Synopsis: 1 year after the dawning of synth consciousness, Leo is still in a coma leaving Max, Mia, and Flash to broker an uneasy peace with the fearful human world. Laura’s fight for synth rights receives an unexpected boost.
Review: This was a very strong start to series 3. I loved the many real-world parallels throughout this episode with the newly conscious synths representing any shunned and stigmatized group. Ivanno Jeremiah delivers the standout performance of the episode with Max’s speech exhorting the synths to be non-violent. I love Max’s development from a likable supporting character to a strong and just leader.
Lucy Carless conveys Mattie’s reaction to Day Zero very well although I found her monologue to Leo somewhat lacking in emotion. Gemma Chan is given some fantastic lines in this outing which she delivers excellently. I loved her denouncement of the synth terrorists with the line: “This killing was not done in my name.” and her line: “Death. Call it death.” when one of Max’s charges passes away.
There are some beautiful sequences in this episode such as Mia walking to the outskirts of the synth settlement with a hopeful yet mournful version of the main theme. Also of note was the final scene in which armed police storm Max’s haven for synths. There were some great shots and some superb editing here.
There is also humour in this installment, with Ruth Bradley’s Karen attempting to teach Billy Jenkins’s Sam how to pass for human. Some potentially interesting storylines have been set up in this episode, with Sam attending the same school as Sophie and Niska attempting to find out who was behind the terror attack. I thought that Pixie Davies acted well in her scene with Katherine Parkinson, showing Sophie’s childlike sense of right and wrong and also her nascent maturity well.

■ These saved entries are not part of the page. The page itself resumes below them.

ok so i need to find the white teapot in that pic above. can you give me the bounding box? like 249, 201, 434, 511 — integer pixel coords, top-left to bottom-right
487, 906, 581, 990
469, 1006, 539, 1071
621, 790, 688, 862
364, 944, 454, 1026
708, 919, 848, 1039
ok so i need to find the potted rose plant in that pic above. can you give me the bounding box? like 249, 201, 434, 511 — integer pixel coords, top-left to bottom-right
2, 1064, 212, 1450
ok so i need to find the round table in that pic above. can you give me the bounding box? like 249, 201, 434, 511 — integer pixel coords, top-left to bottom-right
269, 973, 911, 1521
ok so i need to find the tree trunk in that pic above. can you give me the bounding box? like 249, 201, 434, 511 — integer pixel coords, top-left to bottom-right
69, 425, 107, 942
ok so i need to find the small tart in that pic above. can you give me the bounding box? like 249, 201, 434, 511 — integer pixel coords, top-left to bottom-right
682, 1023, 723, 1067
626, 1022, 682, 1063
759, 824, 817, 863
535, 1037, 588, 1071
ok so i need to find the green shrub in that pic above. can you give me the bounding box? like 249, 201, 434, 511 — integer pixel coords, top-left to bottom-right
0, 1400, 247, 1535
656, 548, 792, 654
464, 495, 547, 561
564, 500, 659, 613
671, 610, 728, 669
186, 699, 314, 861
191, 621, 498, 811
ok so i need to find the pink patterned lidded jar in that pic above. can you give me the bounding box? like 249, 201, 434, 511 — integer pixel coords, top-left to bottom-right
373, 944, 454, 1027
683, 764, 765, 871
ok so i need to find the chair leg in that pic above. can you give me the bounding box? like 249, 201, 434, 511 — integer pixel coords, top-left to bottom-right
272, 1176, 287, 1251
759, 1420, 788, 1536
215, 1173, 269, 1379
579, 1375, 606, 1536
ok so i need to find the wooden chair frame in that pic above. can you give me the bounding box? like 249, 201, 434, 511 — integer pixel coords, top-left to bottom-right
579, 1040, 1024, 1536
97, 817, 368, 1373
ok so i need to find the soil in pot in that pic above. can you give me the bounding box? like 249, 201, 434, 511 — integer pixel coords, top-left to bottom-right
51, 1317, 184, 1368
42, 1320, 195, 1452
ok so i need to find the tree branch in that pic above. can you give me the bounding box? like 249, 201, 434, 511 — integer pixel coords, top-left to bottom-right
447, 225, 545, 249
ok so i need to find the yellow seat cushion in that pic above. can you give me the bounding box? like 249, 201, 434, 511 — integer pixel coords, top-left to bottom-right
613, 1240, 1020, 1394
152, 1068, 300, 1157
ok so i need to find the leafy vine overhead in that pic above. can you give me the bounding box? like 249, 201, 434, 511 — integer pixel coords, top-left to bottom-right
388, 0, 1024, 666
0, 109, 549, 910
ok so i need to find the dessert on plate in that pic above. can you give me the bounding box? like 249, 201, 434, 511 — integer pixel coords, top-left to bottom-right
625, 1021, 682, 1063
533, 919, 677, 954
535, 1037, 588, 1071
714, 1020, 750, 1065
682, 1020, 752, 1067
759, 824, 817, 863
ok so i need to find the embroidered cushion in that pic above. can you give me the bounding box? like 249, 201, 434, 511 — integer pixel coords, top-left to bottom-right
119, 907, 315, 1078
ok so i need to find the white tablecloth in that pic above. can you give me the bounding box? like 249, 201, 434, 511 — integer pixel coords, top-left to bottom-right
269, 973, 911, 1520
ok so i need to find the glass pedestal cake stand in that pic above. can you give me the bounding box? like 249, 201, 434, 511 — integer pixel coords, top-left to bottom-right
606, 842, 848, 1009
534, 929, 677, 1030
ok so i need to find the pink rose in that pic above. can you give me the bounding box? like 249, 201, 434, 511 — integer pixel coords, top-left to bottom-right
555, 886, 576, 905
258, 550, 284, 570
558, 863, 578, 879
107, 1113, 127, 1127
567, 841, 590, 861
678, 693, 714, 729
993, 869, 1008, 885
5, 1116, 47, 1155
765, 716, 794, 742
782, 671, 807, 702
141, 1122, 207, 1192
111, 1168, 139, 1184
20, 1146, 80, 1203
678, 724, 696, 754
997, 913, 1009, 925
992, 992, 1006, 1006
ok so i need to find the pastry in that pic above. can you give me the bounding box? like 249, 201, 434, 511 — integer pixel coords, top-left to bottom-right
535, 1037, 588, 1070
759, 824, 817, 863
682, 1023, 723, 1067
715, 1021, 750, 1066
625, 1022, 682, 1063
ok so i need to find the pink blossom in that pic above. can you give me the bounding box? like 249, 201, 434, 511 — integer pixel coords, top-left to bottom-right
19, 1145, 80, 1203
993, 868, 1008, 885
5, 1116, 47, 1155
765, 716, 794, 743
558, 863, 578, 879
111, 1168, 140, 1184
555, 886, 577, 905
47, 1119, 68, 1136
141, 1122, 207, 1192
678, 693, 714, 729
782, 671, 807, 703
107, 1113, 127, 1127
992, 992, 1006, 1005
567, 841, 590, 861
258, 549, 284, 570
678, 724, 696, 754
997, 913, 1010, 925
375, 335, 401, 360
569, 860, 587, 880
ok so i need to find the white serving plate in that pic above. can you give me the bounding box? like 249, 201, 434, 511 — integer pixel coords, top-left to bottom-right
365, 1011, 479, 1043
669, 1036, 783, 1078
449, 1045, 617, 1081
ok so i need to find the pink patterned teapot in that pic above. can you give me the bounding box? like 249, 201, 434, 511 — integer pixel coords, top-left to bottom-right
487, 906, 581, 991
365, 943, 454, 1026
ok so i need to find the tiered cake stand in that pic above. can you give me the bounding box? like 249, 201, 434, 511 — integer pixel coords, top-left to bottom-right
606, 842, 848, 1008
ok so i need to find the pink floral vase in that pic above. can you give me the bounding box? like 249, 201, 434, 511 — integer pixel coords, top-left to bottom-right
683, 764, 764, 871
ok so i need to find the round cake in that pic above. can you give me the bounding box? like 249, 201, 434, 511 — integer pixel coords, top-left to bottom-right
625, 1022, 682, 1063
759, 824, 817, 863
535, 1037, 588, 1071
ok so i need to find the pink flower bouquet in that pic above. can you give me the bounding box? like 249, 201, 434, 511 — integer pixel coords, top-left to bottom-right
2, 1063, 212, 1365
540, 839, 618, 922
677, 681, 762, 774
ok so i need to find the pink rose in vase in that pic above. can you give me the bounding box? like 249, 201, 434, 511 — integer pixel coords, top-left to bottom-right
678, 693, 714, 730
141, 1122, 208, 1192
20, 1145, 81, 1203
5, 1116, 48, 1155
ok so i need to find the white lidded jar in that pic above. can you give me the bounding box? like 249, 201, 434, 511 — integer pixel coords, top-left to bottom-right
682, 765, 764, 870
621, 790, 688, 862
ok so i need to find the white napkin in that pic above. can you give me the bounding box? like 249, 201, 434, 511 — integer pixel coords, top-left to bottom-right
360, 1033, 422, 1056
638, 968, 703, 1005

There was a nice scene with Sophie’s head teacher that continued the theme of non-violence being the way forward. Greg Austin’s character Roland gave a great speech against synth ownership in his scene with Laura. I found the character of Agnes, played with great intensity and charisma by Holly Earl, to be a welcome addition to the show. I hope however that she will not become a Hester clone and that we will see some storylines and character development for her. I loved her part in the final scene where Agnes stood up and stared down an armed police officer. Tom Goodman-Hill really showed Joe’s emotion during his conversation with Laura and I loved the orchestral version of the main theme that played when Leo was revealed. Another potentially interesting storyline is the hitherto one-sided Mattie/Leo romance which I hope is explored further this series.
Overall, an excellent episode that set the bar high for this series.